P. Luis Vaccaro Cuevas
Teólogo
La curación del ciego Bartimeo se nos ofrece como una muestra más en la larga lista de milagros obrados por Jesús en personas no videntes. El tema teológico que subyace al gesto salvador de Jesús está profundamente ligado a las promesas mesiánicas del Antiguo Testamento que San Marcos recoge en su evangelio. Resuenan, en este texto los oráculos de Isaías sobre el tema de la ceguera de Israel, aquél que tiene “los ojos cerrados”, que se ha vuelto incapaz de ver los signos de los tiempos y la acción de Dios en la historia. Esa es la misión del Mesías: hacer brillar la luz sobre las tinieblas para que todos vean la presencia salvadora de Dios.

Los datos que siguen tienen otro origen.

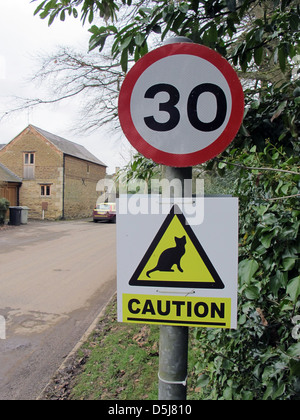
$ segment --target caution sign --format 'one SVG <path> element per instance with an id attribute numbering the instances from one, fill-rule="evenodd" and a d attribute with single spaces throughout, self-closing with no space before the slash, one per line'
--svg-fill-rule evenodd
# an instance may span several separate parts
<path id="1" fill-rule="evenodd" d="M 129 285 L 224 288 L 219 274 L 177 205 L 172 207 Z"/>
<path id="2" fill-rule="evenodd" d="M 238 200 L 159 201 L 146 213 L 147 199 L 140 213 L 118 203 L 118 321 L 237 328 Z"/>
<path id="3" fill-rule="evenodd" d="M 230 298 L 123 295 L 123 321 L 230 328 Z"/>

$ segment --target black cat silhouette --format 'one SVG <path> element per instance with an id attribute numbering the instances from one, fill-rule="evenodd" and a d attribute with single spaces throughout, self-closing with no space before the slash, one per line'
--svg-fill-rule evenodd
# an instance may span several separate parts
<path id="1" fill-rule="evenodd" d="M 156 267 L 147 271 L 147 277 L 150 278 L 150 274 L 154 271 L 174 271 L 172 269 L 174 264 L 176 264 L 178 270 L 183 273 L 183 269 L 180 266 L 180 261 L 185 254 L 186 237 L 183 236 L 182 238 L 177 238 L 175 236 L 174 239 L 176 246 L 173 248 L 168 248 L 161 253 Z"/>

Podemos entender, entonces, que bajo la simple descripción física de la curación de Bartimeo, se manifiesta un signo más profundo, y por tanto de cuño claramente mesiánico. Es lo que manifiesta, como grito lleno de esperanza, el ciego al proferir la exclamación “Hijo de David” dos veces en el texto. La ceguera profunda y no sólo física de ese hombre frente a Jesús desaparece. Es más, es el mismo Jesús el que proclama el don de la fe presente en este pobre hombre situado al borde del camino de la vida y abandonado de la multitud “muchos le gritaban para hacerlo callar”; frente a ellos, las palabras de Jesús son claras: “Tu fe te ha salvado”. Resulta muy significativa la reacción del ciego a las palabras y al acto milagroso de Jesús: “y se puso a seguirlo por el camino”. Es el seguimiento del discípulo. Por ello, en este texto de modo especial, la narración de un milagro se convierte en la historia de una vocación a la fe y al discipulado.

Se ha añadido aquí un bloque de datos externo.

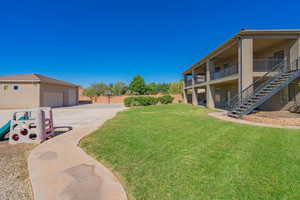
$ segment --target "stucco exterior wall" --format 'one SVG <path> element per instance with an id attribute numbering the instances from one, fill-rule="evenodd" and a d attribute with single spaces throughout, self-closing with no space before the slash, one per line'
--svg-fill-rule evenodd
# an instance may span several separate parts
<path id="1" fill-rule="evenodd" d="M 38 83 L 0 83 L 0 108 L 39 107 L 39 88 Z"/>
<path id="2" fill-rule="evenodd" d="M 291 44 L 290 48 L 290 62 L 293 64 L 293 62 L 300 57 L 300 39 L 295 40 Z"/>
<path id="3" fill-rule="evenodd" d="M 70 100 L 70 90 L 76 90 L 75 93 L 75 104 L 78 103 L 78 87 L 68 87 L 68 86 L 62 86 L 62 85 L 54 85 L 54 84 L 45 84 L 41 83 L 40 85 L 40 101 L 41 101 L 41 106 L 49 106 L 48 103 L 51 102 L 52 100 L 45 99 L 46 93 L 56 93 L 56 94 L 61 94 L 62 96 L 62 104 L 61 106 L 71 106 L 74 105 L 74 101 Z M 53 95 L 55 96 L 55 95 Z M 58 95 L 57 95 L 58 96 Z M 55 101 L 55 99 L 53 99 Z"/>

La presencia de Jesús se convierte entonces en raíz de la liberación de cualquier ceguera, es la imagen usada en San Marcos para expresar la ausencia de la verdadera luz que el hombre sufre, en todo tiempo y lugar. Nuestras cegueras de hoy nos son muy diferentes de las de los hombres y mujeres de otras épocas, y además producen el mismo fruto: el abandono, la incapacidad de caminar solos, la pérdida de visión de los acontecimientos, personas y circunstancias que constituyen el tejido vital de la historia y de la vida concreta.

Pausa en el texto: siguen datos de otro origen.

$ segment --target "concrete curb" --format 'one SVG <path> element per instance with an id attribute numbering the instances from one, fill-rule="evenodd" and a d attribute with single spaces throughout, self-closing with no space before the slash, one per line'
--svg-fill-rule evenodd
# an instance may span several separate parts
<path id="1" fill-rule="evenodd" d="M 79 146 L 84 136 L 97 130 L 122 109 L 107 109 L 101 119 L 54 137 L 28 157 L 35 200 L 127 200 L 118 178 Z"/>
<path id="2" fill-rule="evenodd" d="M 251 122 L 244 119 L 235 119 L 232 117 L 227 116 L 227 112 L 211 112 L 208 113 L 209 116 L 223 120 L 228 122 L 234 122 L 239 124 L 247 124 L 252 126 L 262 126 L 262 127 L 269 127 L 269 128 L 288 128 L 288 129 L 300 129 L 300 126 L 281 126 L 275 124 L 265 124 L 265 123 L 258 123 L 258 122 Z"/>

En la figura de Bartimeo está reflejado el existir de cada uno. Está concretado la realidad de la Iglesia: una comunidad de hombres y mujeres, que no son poderosos, autosuficientes, sino pobres, ciegos y sordos.
A todos y a cada uno nos es dirigido el gesto de salvación de Jesús, que es más que la liberación de nuestra ceguera, es el regalo de la fe que nos permite recorrer en mismo camino de Jesús.